The Bible is the "Guide Culinaire" or Escoffier Cookbook It has all the CORRECT ways to do them and explains them fully.


----------



## pete (Oct 7, 2001)

Another good choice is "Sauces" by James Peterson.


----------



## kyheirloomer (Feb 1, 2007)

_Sauces, _has just been reissued in a third edition.

It's a monster of a book, and, at 40 bucks a pop, isn't for everyone. But if you need a basic guide to all sorts of sauces (not just classic French ones) and how to make them, this is the book to get.

As always, if ordering any books from Amazon, be sure and use the ChefTalk direct link.


----------



## shel (Dec 20, 2006)

Well, you got some of the big and important books, but here's one that may be a little more practical for the average guy in the kitchen, and it's a long-time favorite of mine. It's the Time-Life Good Cook series book on _Sauces_. It should set you back less than $5.00


----------



## m brown (May 29, 1999)

The CIA books are fantastic, and of course you'll want to have the Guide by Escoffier. 
I also love the Larousse.


----------



## koukouvagia (Apr 3, 2008)

Why? Is there a discount?


----------



## ainsleykath (Nov 10, 2008)

you can try for a search in google for the keyword "50+ Friends Club Cookbook -- Sauces" for sauces in online..


----------



## kyheirloomer (Feb 1, 2007)

Mapiva, I somehow missed your post.
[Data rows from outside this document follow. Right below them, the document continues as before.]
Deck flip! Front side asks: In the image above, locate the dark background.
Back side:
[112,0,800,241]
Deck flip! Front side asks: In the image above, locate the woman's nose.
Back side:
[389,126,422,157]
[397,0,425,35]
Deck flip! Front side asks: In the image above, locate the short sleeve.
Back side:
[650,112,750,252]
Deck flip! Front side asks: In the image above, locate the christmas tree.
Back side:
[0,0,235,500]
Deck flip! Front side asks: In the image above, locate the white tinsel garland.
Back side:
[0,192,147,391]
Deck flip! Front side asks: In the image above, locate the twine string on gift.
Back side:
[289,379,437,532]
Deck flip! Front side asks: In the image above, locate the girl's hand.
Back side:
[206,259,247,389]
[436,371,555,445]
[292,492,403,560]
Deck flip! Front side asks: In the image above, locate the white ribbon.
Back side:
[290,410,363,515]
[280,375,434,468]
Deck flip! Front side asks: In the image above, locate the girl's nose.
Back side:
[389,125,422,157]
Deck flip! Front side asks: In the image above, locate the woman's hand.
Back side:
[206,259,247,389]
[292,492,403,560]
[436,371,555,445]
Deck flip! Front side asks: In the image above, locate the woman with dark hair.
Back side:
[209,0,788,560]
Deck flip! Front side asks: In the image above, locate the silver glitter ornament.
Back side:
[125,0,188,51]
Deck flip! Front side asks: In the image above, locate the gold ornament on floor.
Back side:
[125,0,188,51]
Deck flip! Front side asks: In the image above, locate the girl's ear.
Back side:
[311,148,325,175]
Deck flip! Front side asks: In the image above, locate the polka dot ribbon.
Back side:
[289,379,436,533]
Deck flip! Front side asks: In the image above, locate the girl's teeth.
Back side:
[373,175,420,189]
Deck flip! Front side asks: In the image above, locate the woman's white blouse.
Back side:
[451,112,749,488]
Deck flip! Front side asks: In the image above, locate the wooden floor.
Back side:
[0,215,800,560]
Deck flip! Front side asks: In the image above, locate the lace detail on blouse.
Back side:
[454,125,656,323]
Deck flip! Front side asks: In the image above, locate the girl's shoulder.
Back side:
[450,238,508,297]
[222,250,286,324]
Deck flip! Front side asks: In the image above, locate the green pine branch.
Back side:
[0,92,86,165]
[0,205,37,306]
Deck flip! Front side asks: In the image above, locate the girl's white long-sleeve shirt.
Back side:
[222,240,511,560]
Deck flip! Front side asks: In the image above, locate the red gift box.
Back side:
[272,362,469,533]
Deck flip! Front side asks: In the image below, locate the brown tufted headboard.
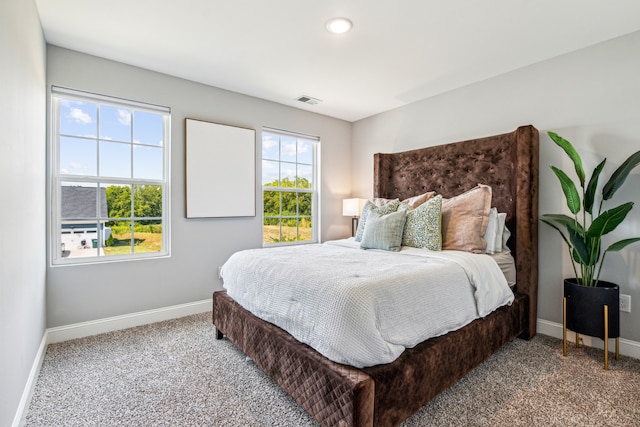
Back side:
[374,125,539,336]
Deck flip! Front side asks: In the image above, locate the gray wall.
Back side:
[47,46,351,327]
[351,32,640,341]
[0,0,46,426]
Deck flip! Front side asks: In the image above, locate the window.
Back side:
[262,129,319,245]
[51,87,170,264]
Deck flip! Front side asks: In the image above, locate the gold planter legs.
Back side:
[562,298,620,370]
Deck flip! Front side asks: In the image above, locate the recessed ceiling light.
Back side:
[327,18,353,34]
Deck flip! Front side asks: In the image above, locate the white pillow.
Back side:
[484,208,502,255]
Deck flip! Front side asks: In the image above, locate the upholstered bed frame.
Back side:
[213,126,538,426]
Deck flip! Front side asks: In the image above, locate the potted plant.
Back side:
[541,132,640,358]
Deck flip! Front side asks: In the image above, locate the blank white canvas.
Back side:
[185,119,256,218]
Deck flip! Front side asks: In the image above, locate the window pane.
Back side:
[100,141,131,178]
[133,220,162,254]
[262,131,317,245]
[100,105,131,142]
[133,146,164,179]
[58,99,98,138]
[263,191,280,216]
[280,136,297,163]
[280,162,297,187]
[282,191,298,216]
[262,134,280,160]
[262,160,280,187]
[262,217,280,243]
[101,183,131,219]
[298,139,313,165]
[104,221,132,256]
[280,222,298,242]
[133,111,164,146]
[60,136,98,176]
[298,217,313,240]
[60,222,103,258]
[297,165,313,188]
[133,185,162,219]
[60,182,97,219]
[298,193,312,217]
[51,88,170,263]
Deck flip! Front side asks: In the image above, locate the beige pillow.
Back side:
[442,184,491,253]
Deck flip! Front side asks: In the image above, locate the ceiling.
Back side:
[36,0,640,121]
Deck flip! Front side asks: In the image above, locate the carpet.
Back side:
[25,313,640,427]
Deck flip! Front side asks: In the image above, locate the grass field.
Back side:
[103,232,162,255]
[262,225,311,243]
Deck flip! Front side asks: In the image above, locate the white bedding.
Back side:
[221,239,513,367]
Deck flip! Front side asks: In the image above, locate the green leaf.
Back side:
[540,218,571,247]
[569,230,594,265]
[548,132,585,188]
[587,202,633,237]
[602,151,640,200]
[605,237,640,252]
[551,166,580,215]
[584,159,607,215]
[542,214,585,236]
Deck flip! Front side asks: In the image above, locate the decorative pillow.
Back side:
[355,199,400,242]
[484,208,502,255]
[360,210,406,252]
[442,184,491,253]
[398,195,442,251]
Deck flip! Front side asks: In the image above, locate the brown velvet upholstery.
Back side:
[373,126,539,338]
[213,126,538,427]
[213,291,374,427]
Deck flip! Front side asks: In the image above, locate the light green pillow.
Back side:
[360,210,407,252]
[402,195,442,251]
[356,199,400,242]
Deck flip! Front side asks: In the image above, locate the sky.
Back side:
[262,132,313,185]
[59,99,164,185]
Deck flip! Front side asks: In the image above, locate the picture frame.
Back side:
[185,118,256,218]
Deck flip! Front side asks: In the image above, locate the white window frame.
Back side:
[260,127,320,247]
[48,86,171,266]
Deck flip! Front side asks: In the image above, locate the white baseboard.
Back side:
[47,299,213,344]
[11,299,213,427]
[11,331,47,427]
[536,319,640,359]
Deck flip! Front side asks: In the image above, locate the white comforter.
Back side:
[221,239,513,367]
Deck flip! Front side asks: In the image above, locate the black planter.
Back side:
[564,279,620,339]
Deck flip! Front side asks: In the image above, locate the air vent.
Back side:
[296,95,322,105]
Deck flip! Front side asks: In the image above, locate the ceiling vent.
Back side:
[296,95,322,105]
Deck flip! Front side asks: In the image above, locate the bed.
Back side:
[213,126,538,426]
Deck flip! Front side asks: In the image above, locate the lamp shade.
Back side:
[342,199,367,216]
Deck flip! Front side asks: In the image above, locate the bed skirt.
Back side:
[213,291,528,427]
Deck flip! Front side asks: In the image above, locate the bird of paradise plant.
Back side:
[541,132,640,286]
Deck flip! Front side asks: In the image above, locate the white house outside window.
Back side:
[51,87,170,264]
[262,129,319,245]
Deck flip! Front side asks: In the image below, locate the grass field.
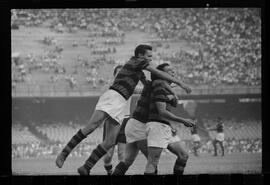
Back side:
[12,153,262,175]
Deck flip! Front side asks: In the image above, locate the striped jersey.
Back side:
[110,57,149,100]
[132,80,171,123]
[148,81,176,125]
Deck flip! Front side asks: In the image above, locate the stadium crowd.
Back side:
[12,119,262,158]
[11,8,261,89]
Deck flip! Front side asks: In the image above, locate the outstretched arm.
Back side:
[145,65,191,93]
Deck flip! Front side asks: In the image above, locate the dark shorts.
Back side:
[103,118,130,144]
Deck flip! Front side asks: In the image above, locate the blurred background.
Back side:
[11,8,262,172]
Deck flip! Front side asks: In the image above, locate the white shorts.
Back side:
[216,133,224,141]
[192,134,201,142]
[95,89,128,125]
[125,118,146,143]
[146,122,180,148]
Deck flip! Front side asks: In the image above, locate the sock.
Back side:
[104,164,112,172]
[144,171,157,175]
[173,158,187,175]
[112,162,129,175]
[155,168,158,175]
[62,129,86,157]
[84,145,107,170]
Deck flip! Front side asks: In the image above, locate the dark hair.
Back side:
[151,63,170,81]
[113,65,123,76]
[134,44,152,57]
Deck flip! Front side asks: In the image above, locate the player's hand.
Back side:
[182,85,191,94]
[183,119,196,127]
[171,128,177,136]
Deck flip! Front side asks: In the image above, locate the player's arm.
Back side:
[133,85,143,94]
[156,101,194,127]
[144,64,191,93]
[140,72,150,85]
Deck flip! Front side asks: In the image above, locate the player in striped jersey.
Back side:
[110,73,176,175]
[55,45,191,175]
[144,63,195,175]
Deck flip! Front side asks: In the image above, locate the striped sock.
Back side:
[112,162,129,175]
[83,145,107,170]
[104,164,112,174]
[173,158,187,175]
[62,129,86,157]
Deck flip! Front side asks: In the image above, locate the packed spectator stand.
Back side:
[11,8,262,158]
[12,8,261,94]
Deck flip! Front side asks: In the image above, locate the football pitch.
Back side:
[12,153,262,175]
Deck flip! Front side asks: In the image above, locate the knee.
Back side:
[118,150,125,161]
[104,154,112,164]
[125,159,134,166]
[103,138,115,150]
[183,153,189,161]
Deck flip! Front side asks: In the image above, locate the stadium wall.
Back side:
[12,96,261,124]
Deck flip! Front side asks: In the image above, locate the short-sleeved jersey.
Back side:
[110,57,149,100]
[148,81,176,125]
[132,80,172,123]
[217,124,223,133]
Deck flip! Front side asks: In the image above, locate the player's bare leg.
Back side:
[144,147,163,175]
[103,146,115,175]
[77,117,121,175]
[168,141,189,175]
[55,110,108,168]
[112,142,139,175]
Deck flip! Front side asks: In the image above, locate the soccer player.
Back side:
[144,63,195,175]
[208,117,224,156]
[103,116,129,175]
[113,66,176,175]
[190,119,201,156]
[103,65,130,175]
[55,45,191,175]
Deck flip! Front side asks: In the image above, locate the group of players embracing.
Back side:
[55,45,195,175]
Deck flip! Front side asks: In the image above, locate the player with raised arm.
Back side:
[55,45,191,175]
[113,65,180,175]
[144,64,195,175]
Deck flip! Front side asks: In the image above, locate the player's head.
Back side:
[113,65,123,76]
[134,44,152,62]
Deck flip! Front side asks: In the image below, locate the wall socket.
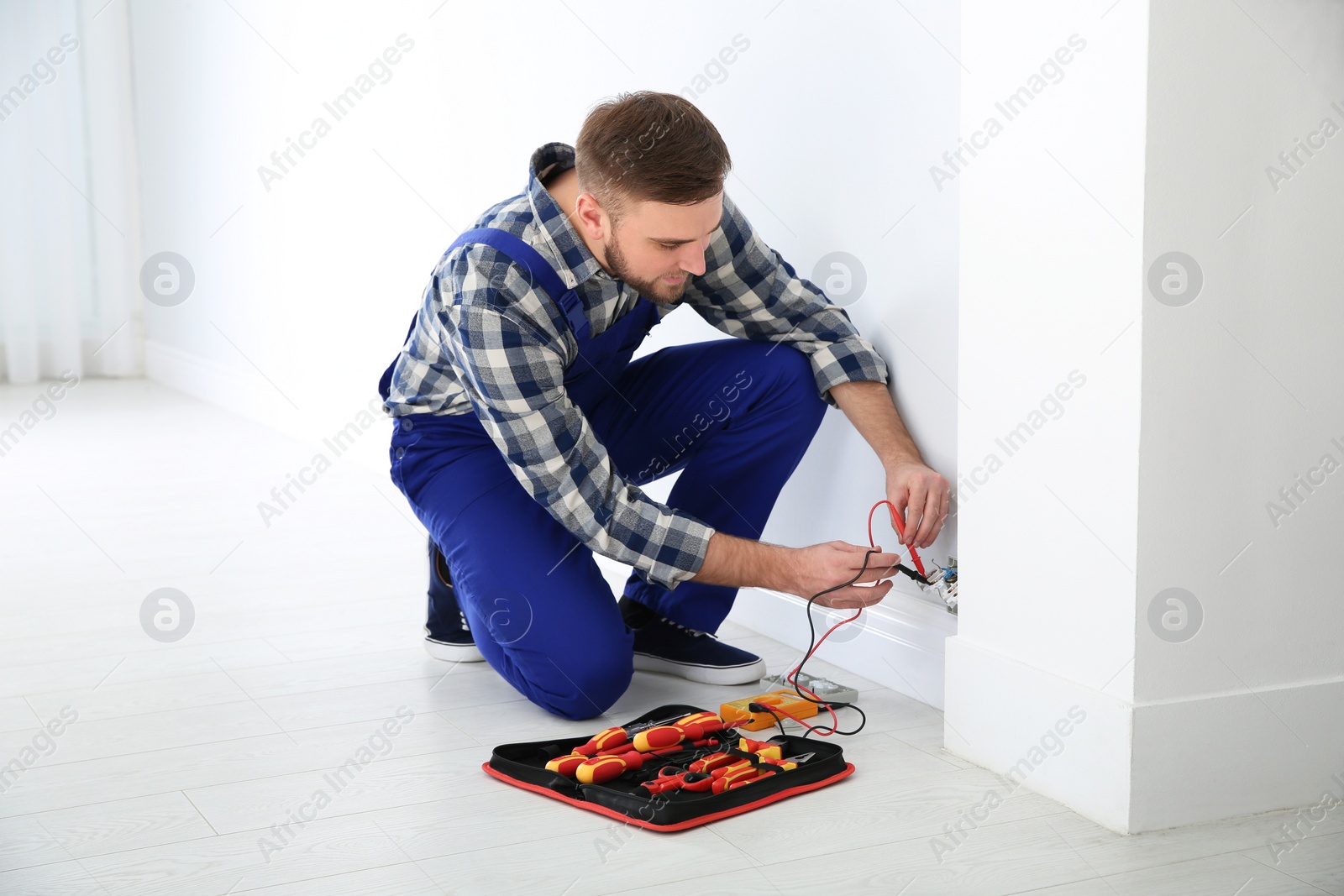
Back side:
[761,670,858,703]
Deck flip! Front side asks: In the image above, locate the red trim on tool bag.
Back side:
[481,762,853,831]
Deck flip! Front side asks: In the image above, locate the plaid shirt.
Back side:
[385,144,887,589]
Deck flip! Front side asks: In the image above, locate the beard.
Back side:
[606,233,690,305]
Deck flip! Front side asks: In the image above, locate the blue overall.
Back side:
[381,227,827,719]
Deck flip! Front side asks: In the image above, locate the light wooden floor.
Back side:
[0,380,1344,896]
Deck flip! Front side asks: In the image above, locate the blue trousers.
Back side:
[391,338,828,719]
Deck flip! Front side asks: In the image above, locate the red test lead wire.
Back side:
[771,500,929,737]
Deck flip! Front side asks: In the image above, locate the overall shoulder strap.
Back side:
[448,227,589,341]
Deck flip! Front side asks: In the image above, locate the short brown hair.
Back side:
[574,90,732,217]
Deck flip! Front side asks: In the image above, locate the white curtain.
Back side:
[0,0,144,383]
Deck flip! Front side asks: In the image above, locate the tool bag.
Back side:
[481,704,853,831]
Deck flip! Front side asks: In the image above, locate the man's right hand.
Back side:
[784,542,900,609]
[692,532,900,609]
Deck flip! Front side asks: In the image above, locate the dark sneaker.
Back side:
[622,607,764,685]
[425,538,486,663]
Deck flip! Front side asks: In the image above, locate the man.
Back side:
[381,92,949,719]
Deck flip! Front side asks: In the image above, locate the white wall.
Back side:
[945,0,1344,838]
[945,0,1147,827]
[1131,0,1344,827]
[130,0,959,703]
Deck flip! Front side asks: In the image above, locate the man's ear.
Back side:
[574,193,610,242]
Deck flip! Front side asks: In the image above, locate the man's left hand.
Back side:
[887,462,952,548]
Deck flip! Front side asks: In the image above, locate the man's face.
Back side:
[603,193,723,305]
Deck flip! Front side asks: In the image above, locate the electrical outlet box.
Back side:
[761,672,858,703]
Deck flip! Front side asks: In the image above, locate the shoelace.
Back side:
[663,618,714,638]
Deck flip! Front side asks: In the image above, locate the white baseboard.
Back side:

Sorry.

The reason to use the direct link is that Cheftalk gets a small commission on each book sold that way. It's not much. But it helps support the site, and the great job Nicko is doing with it.


----------



## teamfat (Nov 5, 2007)

A few months ago my wife checked out Peterson's _Sauces_ from the library where she was working. I concur, it is an excellent book, renewed it a few times. I should have my own copy after Christmas, rumor has it.

I've only made one actual recipe from it, made it twice as a matter of fact, his version of chickan friccasse. But there is a TON of information in the thing regarding techniques and ingredients, as well as recipes. My wife even commented the other day how my soups, gravies and sauces have improved since she first brought home that book. So even though I don't make use of the recipes, the book has improved my cooking. I'll certainly add another recommendation for it.

mjb.


----------